Drone swarm attacks of the type that crippled Saudi oil refineries, could be hammered down with an electromagnetic weapon called “Thor” developed by the United States Air Force (USAF) research laboratory.
The Air Force Research Laboratory (AFRL) exhibited the counter-swarm electromagnetic weapon technology, called Tactical High-power Operational Responder (THOR), at the 2019 Air Force Association Air, Space, and Cyber Conference at the Gaylord National Resort and Convention Center, near Washington and Virginia, from September 16-18.
In the attack on Saudi oil fields on September 14, Yemeni forces reportedly used multiple combat drones- with the larger ones creating a “shadow effect” on the smaller drones. The bigger drones protected the smaller ones from radar detection and enemy fire, enabling them to strike targets with pin-point accuracy.
The Thor could be useful in Saudi-type attacks because the system provides non-kinetic defeat of multiple targets. It operates from ground power and uses energy to disable drones.
“THOR is essentially a high-powered electromagnetic source that we put together to specifically defeat drones,” said Stephen Langdon, chief of the High-Powered Microwave Technologies Branch of AFRL’s Directed Energy Directorate.
According to AFRL, a demonstration system has been built and tested on military test ranges near Kirtland AFB, where it has successfully engaged multiple targets. Further testing against a larger set of drone types in swarming configurations is being planned.
THOR stores completely in a 20-foot transport container, which can easily be transported in a C-130 aircraft.
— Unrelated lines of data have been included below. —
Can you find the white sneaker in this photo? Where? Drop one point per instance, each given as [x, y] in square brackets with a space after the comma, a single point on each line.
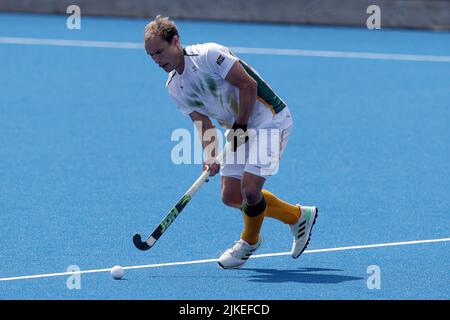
[302, 230]
[237, 255]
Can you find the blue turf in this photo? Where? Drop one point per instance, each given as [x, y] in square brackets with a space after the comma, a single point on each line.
[85, 162]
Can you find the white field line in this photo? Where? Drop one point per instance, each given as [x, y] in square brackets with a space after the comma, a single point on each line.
[390, 244]
[243, 50]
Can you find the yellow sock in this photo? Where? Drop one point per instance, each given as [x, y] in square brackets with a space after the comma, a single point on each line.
[252, 227]
[280, 210]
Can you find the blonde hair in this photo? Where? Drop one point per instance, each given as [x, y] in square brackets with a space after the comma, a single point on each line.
[160, 27]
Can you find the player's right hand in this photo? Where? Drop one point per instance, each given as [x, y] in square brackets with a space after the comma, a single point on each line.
[214, 167]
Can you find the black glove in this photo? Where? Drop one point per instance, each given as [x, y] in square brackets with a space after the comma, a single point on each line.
[237, 136]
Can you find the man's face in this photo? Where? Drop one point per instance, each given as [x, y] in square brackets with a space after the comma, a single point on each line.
[165, 54]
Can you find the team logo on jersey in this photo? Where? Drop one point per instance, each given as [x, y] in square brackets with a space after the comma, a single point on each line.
[220, 59]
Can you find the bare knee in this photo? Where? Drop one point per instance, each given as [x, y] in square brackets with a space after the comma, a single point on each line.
[232, 199]
[251, 194]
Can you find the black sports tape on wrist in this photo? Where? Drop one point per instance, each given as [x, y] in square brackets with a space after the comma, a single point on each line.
[253, 210]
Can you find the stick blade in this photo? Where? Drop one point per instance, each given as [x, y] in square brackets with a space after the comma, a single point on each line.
[141, 245]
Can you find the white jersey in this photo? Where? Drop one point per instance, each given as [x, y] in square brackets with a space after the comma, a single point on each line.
[202, 87]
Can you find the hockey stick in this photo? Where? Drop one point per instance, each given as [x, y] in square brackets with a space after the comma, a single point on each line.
[176, 210]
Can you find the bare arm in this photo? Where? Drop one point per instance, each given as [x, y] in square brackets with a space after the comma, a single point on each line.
[238, 77]
[208, 139]
[203, 124]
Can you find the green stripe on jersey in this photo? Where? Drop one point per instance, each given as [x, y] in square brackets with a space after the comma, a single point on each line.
[264, 91]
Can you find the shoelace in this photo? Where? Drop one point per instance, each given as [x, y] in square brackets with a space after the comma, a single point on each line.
[239, 246]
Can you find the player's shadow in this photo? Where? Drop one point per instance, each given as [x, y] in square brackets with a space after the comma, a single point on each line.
[301, 275]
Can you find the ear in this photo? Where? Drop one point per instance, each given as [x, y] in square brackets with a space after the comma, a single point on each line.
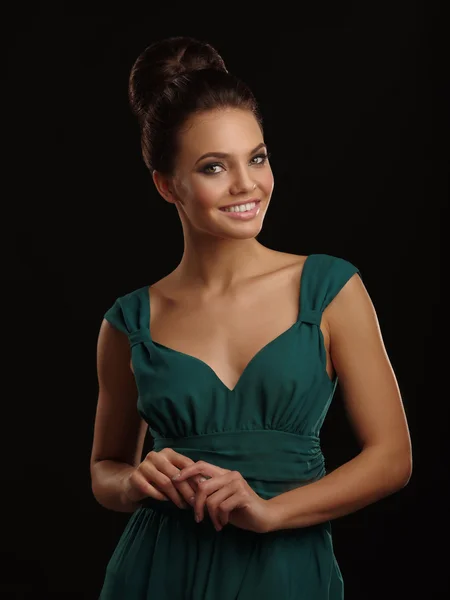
[164, 185]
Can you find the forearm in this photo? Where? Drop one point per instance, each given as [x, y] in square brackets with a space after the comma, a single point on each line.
[370, 476]
[108, 485]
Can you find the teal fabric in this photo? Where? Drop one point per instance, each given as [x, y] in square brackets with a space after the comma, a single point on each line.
[267, 428]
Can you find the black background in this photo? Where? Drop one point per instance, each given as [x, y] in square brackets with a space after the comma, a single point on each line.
[353, 106]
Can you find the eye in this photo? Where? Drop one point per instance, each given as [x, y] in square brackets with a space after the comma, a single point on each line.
[210, 166]
[262, 158]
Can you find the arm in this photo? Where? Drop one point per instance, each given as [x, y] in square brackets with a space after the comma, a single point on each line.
[374, 406]
[119, 431]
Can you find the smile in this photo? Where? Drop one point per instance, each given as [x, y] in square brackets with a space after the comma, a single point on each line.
[244, 211]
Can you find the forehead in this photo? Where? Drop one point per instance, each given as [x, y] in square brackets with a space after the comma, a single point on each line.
[225, 130]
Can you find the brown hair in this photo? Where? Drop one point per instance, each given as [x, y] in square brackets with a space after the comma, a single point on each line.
[173, 79]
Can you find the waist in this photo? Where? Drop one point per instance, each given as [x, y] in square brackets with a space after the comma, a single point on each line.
[271, 461]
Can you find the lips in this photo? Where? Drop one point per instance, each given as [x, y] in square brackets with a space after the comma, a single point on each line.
[240, 203]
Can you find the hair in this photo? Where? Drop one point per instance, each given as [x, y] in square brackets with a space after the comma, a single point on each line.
[171, 80]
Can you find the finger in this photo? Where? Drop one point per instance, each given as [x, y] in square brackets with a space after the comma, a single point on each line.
[227, 506]
[200, 468]
[204, 490]
[165, 462]
[137, 488]
[215, 506]
[163, 483]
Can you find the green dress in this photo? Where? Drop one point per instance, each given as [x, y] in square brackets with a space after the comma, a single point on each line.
[267, 428]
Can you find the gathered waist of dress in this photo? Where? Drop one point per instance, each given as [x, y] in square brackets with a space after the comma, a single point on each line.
[271, 461]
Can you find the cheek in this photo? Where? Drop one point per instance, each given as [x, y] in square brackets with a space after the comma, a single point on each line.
[208, 192]
[266, 181]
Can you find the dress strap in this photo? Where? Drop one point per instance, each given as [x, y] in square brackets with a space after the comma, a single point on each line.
[129, 314]
[322, 278]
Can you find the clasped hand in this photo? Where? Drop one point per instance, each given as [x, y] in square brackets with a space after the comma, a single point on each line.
[227, 497]
[168, 475]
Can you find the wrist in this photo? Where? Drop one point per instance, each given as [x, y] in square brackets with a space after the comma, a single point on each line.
[126, 497]
[274, 515]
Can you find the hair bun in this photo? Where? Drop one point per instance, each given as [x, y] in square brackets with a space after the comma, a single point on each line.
[164, 61]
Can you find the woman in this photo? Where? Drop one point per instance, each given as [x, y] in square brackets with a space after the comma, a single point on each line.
[231, 362]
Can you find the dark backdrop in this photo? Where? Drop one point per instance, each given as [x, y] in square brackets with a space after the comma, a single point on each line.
[353, 106]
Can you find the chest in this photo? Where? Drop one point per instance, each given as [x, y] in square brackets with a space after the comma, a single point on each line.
[226, 333]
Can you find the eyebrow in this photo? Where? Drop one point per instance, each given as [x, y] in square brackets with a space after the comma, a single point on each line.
[225, 155]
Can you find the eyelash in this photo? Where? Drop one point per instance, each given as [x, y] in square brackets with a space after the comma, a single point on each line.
[264, 156]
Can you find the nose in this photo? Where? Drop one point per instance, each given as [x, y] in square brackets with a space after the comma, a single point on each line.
[242, 182]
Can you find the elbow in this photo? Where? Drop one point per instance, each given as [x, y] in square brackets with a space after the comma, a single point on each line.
[403, 471]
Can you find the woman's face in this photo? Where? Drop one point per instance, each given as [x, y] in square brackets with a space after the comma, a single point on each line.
[222, 161]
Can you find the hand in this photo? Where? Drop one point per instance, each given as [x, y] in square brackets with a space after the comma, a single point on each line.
[153, 477]
[228, 498]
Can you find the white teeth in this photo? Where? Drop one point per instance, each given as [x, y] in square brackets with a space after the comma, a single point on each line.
[240, 207]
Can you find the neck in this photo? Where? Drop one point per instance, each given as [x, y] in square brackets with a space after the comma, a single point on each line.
[216, 264]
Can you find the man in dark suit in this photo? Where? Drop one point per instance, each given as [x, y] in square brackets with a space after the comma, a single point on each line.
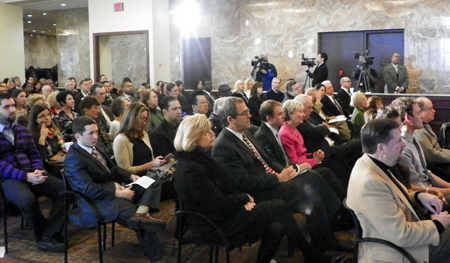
[109, 97]
[320, 74]
[344, 96]
[91, 173]
[161, 138]
[264, 179]
[105, 116]
[274, 93]
[331, 107]
[396, 76]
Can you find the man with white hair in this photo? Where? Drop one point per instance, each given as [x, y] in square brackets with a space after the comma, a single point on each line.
[46, 90]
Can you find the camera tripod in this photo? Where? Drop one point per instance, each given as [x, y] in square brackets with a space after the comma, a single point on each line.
[363, 81]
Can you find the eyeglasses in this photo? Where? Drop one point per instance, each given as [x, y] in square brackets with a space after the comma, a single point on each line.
[244, 113]
[44, 116]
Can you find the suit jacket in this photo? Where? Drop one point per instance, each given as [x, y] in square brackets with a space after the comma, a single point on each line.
[433, 152]
[397, 221]
[320, 74]
[272, 95]
[393, 80]
[162, 137]
[244, 167]
[344, 99]
[271, 147]
[330, 109]
[88, 176]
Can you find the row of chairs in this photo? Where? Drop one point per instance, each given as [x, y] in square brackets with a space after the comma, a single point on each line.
[184, 236]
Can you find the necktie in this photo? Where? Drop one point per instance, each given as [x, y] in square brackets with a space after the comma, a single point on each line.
[337, 105]
[255, 152]
[96, 154]
[286, 158]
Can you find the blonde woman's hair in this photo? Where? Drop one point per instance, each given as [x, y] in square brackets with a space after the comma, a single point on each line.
[248, 83]
[356, 99]
[289, 107]
[189, 131]
[236, 85]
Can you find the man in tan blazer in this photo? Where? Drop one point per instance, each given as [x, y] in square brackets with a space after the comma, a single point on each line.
[385, 207]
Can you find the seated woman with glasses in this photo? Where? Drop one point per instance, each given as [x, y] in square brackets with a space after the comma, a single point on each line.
[132, 149]
[48, 139]
[204, 188]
The system can be set up within three hours and has a user interface designed to require very little user training. The technology, which cost roughly $15 million to develop, uses high power electromagnetics to counter electronic effect. When a target is identified, the silent weapon discharges with nearly instantaneous impact.
Rather than being used just as harmless hobby systems, drones can also be employed as weapons intended to cause harm at long standoff ranges. As they become more common and technically mature, it is important that there be a safe way to protect air bases against these threats.
With much of the necessary basic research previously completed at AFRL, THOR was rapidly developed and tested in 18 months.
Although there are other drone defensive systems available, including guns, nets and laser systems, THOR looks to extend the engagement range to effect and decrease the engagement time over these other deterrent devices.
Langdon said the THOR team hopes to transfer the technology to a System Program Office soon in order to get it into the hands of US warfighters as soon as possible.